Nearly half of those with multiple sclerosis surveyed by MS Society said they felt the process caused their condition to relapse or deteriorate
Many multiple sclerosis sufferers required to undergo assessments to claim disability benefits are having their health damaged as a result, a survey suggests.
The MS Society found that nearly half (48%) of people with the disease of the nervous system who had an assessment for Employment Support Allowance (ESA) felt the process caused their condition to deteriorate or relapse.

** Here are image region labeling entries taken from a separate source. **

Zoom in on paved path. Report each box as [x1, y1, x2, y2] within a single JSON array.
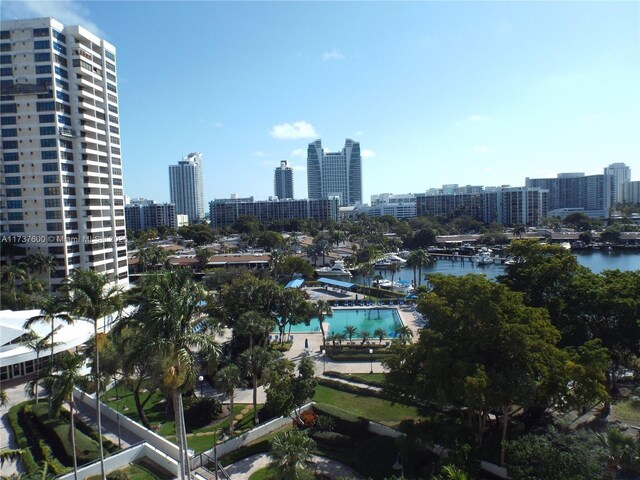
[[225, 453, 364, 480]]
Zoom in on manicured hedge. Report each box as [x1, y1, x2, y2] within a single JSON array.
[[32, 404, 100, 465], [324, 371, 384, 388], [318, 378, 387, 400], [9, 402, 39, 474], [311, 432, 351, 448], [313, 403, 369, 437]]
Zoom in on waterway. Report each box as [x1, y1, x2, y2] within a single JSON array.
[[353, 250, 640, 283]]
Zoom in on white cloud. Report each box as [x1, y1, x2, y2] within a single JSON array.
[[270, 120, 320, 140], [471, 145, 491, 153], [2, 0, 105, 37], [322, 48, 344, 62], [467, 114, 489, 123]]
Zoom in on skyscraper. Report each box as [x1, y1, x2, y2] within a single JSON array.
[[169, 153, 204, 223], [273, 160, 293, 200], [307, 138, 362, 206], [0, 18, 128, 287], [604, 163, 631, 206]]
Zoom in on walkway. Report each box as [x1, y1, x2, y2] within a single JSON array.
[[226, 453, 364, 480]]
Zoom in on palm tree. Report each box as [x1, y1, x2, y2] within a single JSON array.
[[218, 364, 242, 435], [233, 311, 275, 348], [269, 429, 316, 480], [24, 330, 59, 405], [373, 328, 387, 345], [2, 265, 27, 302], [23, 296, 73, 372], [415, 248, 433, 286], [344, 325, 358, 343], [394, 325, 413, 345], [126, 270, 220, 479], [65, 269, 123, 480], [313, 300, 333, 347], [44, 352, 86, 479], [598, 428, 640, 480], [239, 347, 276, 425]]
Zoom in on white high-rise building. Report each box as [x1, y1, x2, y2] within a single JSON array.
[[169, 153, 204, 223], [273, 160, 293, 200], [0, 18, 128, 287], [307, 138, 362, 206], [604, 163, 631, 205]]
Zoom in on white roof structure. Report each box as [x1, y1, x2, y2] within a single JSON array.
[[0, 309, 100, 367]]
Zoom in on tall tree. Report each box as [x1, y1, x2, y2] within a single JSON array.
[[386, 275, 563, 460], [44, 352, 87, 479], [269, 429, 315, 480], [239, 347, 277, 425], [218, 363, 242, 435], [127, 270, 220, 479], [65, 269, 124, 480], [24, 296, 73, 372], [312, 300, 333, 346]]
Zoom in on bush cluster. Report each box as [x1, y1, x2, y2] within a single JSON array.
[[313, 403, 369, 438], [184, 397, 222, 429], [30, 404, 100, 466], [324, 371, 384, 388]]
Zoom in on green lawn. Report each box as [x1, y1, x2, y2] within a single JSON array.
[[611, 397, 640, 425], [345, 373, 386, 383], [313, 385, 424, 426], [105, 385, 261, 453]]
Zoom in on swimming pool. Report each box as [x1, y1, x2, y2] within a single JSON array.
[[287, 308, 402, 338]]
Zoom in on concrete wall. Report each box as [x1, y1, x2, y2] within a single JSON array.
[[196, 402, 313, 468], [57, 442, 178, 480], [73, 388, 179, 460]]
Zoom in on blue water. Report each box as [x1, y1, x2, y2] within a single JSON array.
[[353, 250, 640, 284], [287, 308, 402, 338]]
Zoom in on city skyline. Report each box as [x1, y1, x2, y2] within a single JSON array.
[[2, 1, 640, 202]]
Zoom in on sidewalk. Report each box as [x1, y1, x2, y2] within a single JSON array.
[[226, 453, 364, 480]]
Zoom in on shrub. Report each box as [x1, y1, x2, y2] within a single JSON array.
[[9, 402, 39, 473], [184, 397, 222, 429], [30, 404, 100, 465], [313, 415, 336, 432], [311, 432, 351, 448], [324, 371, 384, 388], [313, 403, 369, 437], [300, 409, 318, 428]]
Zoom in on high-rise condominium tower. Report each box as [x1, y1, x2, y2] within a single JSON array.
[[0, 18, 128, 287], [604, 163, 631, 205], [307, 138, 362, 205], [169, 153, 204, 223], [273, 160, 293, 200]]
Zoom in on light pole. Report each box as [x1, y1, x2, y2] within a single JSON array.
[[391, 453, 404, 478]]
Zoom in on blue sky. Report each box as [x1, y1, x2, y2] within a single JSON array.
[[1, 1, 640, 202]]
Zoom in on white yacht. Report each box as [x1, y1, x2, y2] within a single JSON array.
[[316, 260, 352, 278]]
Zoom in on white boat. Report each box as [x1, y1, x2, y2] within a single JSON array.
[[374, 253, 407, 268], [473, 248, 493, 265], [316, 260, 352, 278]]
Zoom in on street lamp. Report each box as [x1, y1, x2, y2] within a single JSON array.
[[322, 349, 327, 373], [391, 453, 404, 478]]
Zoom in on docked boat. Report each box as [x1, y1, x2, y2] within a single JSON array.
[[374, 253, 407, 268], [316, 260, 352, 278], [473, 248, 494, 265]]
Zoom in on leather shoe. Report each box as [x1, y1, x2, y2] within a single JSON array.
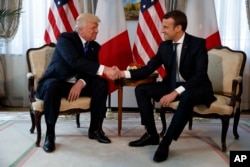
[[89, 130, 111, 143], [128, 133, 160, 147], [153, 140, 169, 162], [43, 135, 56, 153]]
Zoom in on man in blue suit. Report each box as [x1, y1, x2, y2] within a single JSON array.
[[120, 11, 216, 162], [36, 13, 120, 152]]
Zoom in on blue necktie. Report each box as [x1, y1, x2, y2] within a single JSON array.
[[171, 43, 179, 89], [83, 42, 89, 56]]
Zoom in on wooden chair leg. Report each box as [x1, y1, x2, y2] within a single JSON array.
[[188, 114, 193, 130], [30, 109, 35, 133], [160, 108, 167, 137], [221, 116, 230, 152], [76, 113, 80, 128], [233, 107, 240, 139], [35, 111, 43, 147]]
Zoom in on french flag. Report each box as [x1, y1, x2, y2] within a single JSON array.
[[186, 0, 221, 50], [95, 0, 133, 93]]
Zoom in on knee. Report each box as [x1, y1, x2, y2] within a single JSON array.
[[135, 85, 145, 95], [93, 78, 109, 92]]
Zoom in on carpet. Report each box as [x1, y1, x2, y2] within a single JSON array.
[[0, 112, 250, 167]]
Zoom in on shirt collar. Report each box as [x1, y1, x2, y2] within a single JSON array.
[[78, 34, 86, 46]]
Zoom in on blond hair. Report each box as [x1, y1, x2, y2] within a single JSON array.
[[75, 13, 101, 31]]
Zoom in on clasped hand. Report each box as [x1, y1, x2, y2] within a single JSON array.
[[104, 66, 122, 80]]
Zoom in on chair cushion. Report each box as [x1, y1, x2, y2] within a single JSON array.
[[32, 97, 91, 112], [169, 95, 233, 115]]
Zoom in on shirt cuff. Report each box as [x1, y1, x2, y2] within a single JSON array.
[[97, 65, 104, 75], [79, 79, 87, 88], [175, 86, 186, 95], [124, 71, 131, 78]]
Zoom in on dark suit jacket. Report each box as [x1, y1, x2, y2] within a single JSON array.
[[130, 33, 215, 105], [37, 32, 100, 93]]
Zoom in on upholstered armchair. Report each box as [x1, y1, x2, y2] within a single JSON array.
[[26, 43, 91, 147], [160, 47, 246, 151]]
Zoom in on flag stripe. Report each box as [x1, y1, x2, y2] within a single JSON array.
[[186, 0, 221, 50], [96, 0, 133, 93], [44, 0, 79, 43], [68, 1, 79, 20], [206, 31, 221, 50]]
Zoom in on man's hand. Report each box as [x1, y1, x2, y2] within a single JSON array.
[[68, 80, 84, 102], [160, 90, 178, 107], [103, 66, 120, 80]]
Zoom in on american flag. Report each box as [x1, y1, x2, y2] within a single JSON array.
[[44, 0, 80, 43], [133, 0, 166, 78]]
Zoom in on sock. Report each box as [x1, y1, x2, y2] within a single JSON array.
[[46, 124, 55, 136]]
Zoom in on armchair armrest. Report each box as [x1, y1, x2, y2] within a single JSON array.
[[230, 76, 242, 106]]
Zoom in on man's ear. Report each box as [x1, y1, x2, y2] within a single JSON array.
[[175, 25, 182, 32]]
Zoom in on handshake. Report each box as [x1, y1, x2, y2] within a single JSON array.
[[103, 66, 125, 80]]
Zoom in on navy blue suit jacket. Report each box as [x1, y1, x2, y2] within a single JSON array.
[[37, 32, 100, 94], [130, 33, 215, 106]]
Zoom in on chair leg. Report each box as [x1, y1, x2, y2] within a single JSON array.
[[233, 108, 240, 139], [188, 114, 193, 130], [35, 111, 43, 147], [76, 113, 80, 128], [30, 109, 35, 133], [221, 116, 230, 152], [160, 108, 167, 137]]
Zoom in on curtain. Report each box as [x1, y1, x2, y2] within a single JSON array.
[[214, 0, 250, 110]]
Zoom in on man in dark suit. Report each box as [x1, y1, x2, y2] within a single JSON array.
[[36, 13, 120, 152], [120, 11, 216, 162]]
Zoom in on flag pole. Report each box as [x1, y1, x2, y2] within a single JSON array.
[[106, 94, 114, 119]]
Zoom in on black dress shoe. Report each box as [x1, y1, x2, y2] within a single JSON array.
[[89, 130, 111, 143], [153, 140, 169, 162], [43, 135, 56, 153], [128, 133, 160, 147]]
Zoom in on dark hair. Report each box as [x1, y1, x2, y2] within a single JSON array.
[[163, 10, 187, 31]]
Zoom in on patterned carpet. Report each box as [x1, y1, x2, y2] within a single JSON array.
[[0, 111, 250, 167]]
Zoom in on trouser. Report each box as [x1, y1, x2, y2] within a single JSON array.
[[38, 77, 108, 134], [135, 82, 211, 140]]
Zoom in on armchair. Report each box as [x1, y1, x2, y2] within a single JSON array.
[[160, 46, 246, 152], [26, 43, 91, 147]]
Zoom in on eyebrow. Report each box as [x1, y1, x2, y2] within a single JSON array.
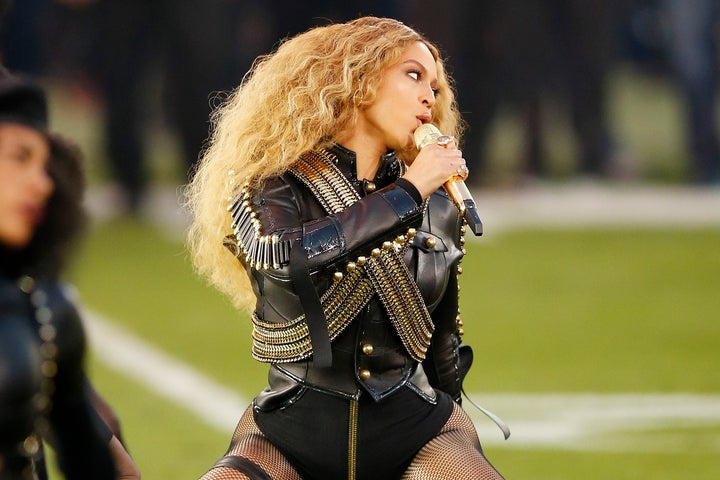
[[401, 58, 438, 85]]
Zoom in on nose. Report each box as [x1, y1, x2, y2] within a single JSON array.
[[420, 85, 435, 107]]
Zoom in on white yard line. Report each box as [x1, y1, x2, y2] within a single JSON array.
[[84, 310, 720, 453], [83, 309, 250, 433]]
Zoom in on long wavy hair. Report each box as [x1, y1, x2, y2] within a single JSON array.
[[186, 17, 461, 308]]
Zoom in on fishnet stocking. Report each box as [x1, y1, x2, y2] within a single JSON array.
[[201, 406, 301, 480], [402, 404, 503, 480]]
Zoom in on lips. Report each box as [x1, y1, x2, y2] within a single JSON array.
[[416, 113, 432, 126]]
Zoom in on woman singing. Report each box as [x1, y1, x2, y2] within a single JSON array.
[[188, 17, 502, 480]]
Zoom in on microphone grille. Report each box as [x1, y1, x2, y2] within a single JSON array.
[[413, 123, 442, 150]]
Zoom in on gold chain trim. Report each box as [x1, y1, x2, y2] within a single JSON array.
[[252, 266, 373, 363], [291, 150, 434, 361], [223, 181, 290, 270]]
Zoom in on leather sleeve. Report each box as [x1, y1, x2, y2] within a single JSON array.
[[255, 177, 422, 279], [423, 260, 469, 403]]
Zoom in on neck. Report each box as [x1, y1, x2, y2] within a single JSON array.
[[340, 135, 387, 180]]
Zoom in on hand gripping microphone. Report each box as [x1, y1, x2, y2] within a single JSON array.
[[413, 123, 482, 236]]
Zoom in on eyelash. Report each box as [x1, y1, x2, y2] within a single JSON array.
[[408, 70, 440, 97]]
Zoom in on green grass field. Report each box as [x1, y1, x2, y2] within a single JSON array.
[[63, 221, 720, 479], [46, 66, 720, 480]]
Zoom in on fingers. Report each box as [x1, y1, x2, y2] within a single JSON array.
[[454, 164, 470, 180]]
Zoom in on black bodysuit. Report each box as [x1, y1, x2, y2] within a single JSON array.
[[227, 146, 472, 479]]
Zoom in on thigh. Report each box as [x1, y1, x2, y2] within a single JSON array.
[[201, 406, 301, 480], [402, 404, 503, 480]]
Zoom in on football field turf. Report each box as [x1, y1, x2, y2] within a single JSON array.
[[63, 216, 720, 479]]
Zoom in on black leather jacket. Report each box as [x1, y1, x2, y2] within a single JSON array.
[[239, 146, 464, 409]]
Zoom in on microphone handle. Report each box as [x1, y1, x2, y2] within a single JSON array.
[[413, 123, 482, 236], [443, 178, 483, 236]]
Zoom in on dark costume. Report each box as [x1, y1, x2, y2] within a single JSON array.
[[200, 145, 498, 479], [0, 70, 115, 480], [0, 276, 115, 480]]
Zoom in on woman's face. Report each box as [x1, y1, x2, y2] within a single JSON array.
[[0, 123, 53, 248], [358, 41, 437, 151]]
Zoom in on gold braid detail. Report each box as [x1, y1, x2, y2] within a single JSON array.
[[245, 150, 434, 363]]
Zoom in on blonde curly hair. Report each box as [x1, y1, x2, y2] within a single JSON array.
[[186, 17, 461, 308]]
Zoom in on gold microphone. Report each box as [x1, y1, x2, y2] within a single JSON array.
[[413, 123, 482, 236]]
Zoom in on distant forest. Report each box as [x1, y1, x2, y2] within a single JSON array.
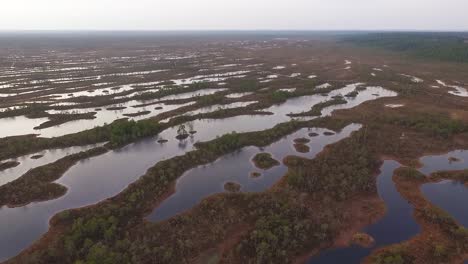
[[344, 32, 468, 63]]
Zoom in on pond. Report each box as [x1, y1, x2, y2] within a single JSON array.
[[148, 125, 360, 222], [0, 84, 396, 261], [307, 150, 468, 264]]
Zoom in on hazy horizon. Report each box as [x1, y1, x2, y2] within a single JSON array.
[[0, 0, 468, 31]]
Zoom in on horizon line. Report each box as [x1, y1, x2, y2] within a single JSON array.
[[0, 29, 468, 33]]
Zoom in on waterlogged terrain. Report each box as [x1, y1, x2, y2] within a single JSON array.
[[148, 125, 360, 221], [0, 34, 468, 263], [307, 160, 420, 264], [308, 151, 468, 264], [0, 85, 395, 258]]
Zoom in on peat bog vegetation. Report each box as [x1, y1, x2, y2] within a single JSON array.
[[0, 32, 468, 264]]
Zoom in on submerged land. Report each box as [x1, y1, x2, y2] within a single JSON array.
[[0, 32, 468, 264]]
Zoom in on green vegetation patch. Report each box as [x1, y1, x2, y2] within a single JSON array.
[[345, 33, 468, 63], [252, 153, 280, 170]]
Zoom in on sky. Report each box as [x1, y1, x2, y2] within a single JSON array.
[[0, 0, 468, 31]]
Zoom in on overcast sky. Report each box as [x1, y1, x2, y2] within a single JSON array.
[[0, 0, 468, 30]]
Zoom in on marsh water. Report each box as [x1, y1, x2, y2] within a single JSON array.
[[0, 85, 396, 260], [421, 150, 468, 227], [307, 150, 468, 264], [148, 124, 360, 222]]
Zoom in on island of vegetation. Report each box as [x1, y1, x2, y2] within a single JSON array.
[[252, 152, 280, 170]]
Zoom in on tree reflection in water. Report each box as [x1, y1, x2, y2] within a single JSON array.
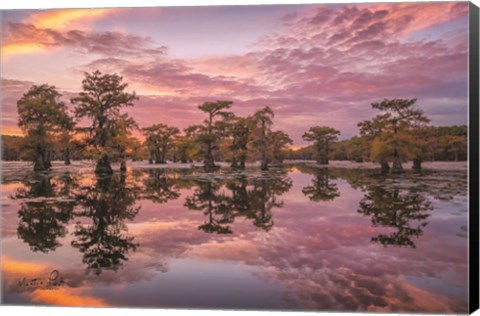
[[185, 173, 292, 234], [185, 180, 234, 234], [71, 174, 140, 275], [143, 169, 180, 204], [302, 168, 340, 202], [358, 186, 433, 248], [12, 173, 75, 253]]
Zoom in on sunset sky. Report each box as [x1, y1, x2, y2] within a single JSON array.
[[1, 2, 468, 145]]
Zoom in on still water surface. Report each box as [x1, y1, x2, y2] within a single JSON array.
[[2, 165, 468, 313]]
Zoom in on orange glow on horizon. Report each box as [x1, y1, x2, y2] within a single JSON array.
[[2, 256, 48, 276], [32, 287, 109, 307], [30, 9, 113, 30]]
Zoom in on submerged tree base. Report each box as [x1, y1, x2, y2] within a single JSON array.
[[390, 159, 405, 174], [412, 158, 422, 171], [95, 156, 113, 175]]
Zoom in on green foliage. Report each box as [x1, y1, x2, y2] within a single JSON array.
[[17, 84, 73, 171], [71, 70, 138, 173], [142, 124, 180, 164], [196, 101, 233, 171], [302, 126, 340, 164], [267, 131, 293, 163], [253, 106, 275, 170]]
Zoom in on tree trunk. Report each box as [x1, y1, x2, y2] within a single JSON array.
[[65, 147, 71, 166], [230, 156, 238, 169], [260, 121, 268, 171], [120, 155, 127, 172], [95, 155, 113, 174], [33, 155, 48, 171], [390, 156, 405, 174], [380, 160, 390, 174], [412, 158, 422, 171]]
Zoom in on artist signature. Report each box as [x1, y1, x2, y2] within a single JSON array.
[[18, 270, 65, 290]]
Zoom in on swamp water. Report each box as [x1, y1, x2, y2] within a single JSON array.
[[2, 163, 468, 313]]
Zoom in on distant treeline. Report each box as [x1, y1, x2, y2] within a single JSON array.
[[286, 125, 468, 162], [0, 125, 468, 162], [2, 71, 467, 174]]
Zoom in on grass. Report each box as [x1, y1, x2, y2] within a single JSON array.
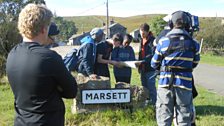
[[64, 14, 162, 34], [0, 64, 224, 126], [200, 53, 224, 66]]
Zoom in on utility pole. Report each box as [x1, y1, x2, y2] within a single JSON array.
[[106, 0, 110, 39]]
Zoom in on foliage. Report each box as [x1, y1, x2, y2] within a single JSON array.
[[150, 15, 167, 36], [200, 53, 224, 66], [54, 17, 78, 41], [195, 18, 224, 49], [0, 66, 224, 126]]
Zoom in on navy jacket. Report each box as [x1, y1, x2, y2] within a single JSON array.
[[78, 36, 96, 76], [138, 35, 155, 72]]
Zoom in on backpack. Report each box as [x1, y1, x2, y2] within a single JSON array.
[[63, 48, 79, 72]]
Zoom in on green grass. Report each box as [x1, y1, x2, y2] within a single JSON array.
[[64, 14, 162, 34], [0, 67, 224, 126], [200, 53, 224, 66]]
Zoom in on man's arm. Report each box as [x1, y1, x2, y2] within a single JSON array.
[[192, 42, 200, 68], [52, 52, 77, 98]]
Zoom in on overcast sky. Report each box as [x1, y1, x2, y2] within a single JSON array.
[[45, 0, 224, 17]]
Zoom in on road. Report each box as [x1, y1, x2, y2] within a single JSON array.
[[193, 63, 224, 96]]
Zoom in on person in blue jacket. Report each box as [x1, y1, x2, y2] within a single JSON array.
[[138, 23, 157, 105], [111, 33, 135, 84], [151, 11, 200, 126], [78, 28, 104, 79]]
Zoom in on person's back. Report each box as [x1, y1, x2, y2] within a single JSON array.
[[94, 41, 113, 78], [7, 42, 76, 113], [78, 36, 96, 76], [111, 33, 135, 83], [6, 4, 77, 126], [151, 11, 200, 126]]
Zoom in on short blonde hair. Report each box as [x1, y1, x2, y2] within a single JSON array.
[[18, 4, 53, 39]]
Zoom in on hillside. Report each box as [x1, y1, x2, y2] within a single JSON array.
[[64, 14, 164, 33]]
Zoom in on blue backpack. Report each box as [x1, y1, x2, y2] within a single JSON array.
[[63, 36, 94, 72], [63, 48, 79, 72]]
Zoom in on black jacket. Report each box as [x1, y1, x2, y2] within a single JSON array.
[[138, 34, 155, 72], [6, 42, 77, 125]]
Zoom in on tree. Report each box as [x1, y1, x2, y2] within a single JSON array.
[[54, 17, 78, 41]]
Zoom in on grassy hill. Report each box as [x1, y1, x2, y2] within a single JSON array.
[[64, 14, 164, 33]]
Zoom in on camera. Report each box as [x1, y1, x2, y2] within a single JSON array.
[[191, 15, 200, 32]]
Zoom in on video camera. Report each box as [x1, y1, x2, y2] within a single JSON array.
[[191, 15, 200, 32]]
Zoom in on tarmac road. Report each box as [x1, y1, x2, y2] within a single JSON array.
[[193, 63, 224, 96]]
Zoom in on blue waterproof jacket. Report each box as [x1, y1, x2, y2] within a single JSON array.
[[151, 29, 200, 90], [78, 36, 96, 76]]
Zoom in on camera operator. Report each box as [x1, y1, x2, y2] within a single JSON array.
[[151, 11, 200, 126]]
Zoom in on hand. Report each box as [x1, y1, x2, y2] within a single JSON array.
[[135, 62, 142, 67], [109, 60, 119, 66], [89, 74, 98, 80]]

Just over a third who had a face-to-face assessment for Personal Independence Payment (PIP) said the same.
The charity says the disability benefits system fails to take adequate account of the fluctuating and hidden symptoms of MS, or the extent of their impact.
Its chief executive, Michelle Mitchell, said: “Having MS is enough; it should not be made harder by a welfare system that doesn’t make sense for people living with the condition.
“Lack of understanding of the condition and the failure to use information from medical professionals is causing stress or contributing to relapses and deteriorating health. This is counterintuitive to a system designed to support people with disabilities.”
ESA, and its eligibility test, Work Capability Assessments, and PIP have been dogged by controversy. The fairness of the assessments have been called into question repeatedly and there have been severe delays in processing claims, leaving people stressed and penniless while they wait.
As well as the detrimental impact on health recorded by the survey, a number of respondents said the changes to the benefits system had forced them to spend less, including on treatment.
Around one in 10 said they had reduced outlay on attending hospital appointments and a similar proportion said they had cut down on medical treatment or prescriptions. About a third said they were spending less on food, 28% on transport and 41% on socialising with family and friends.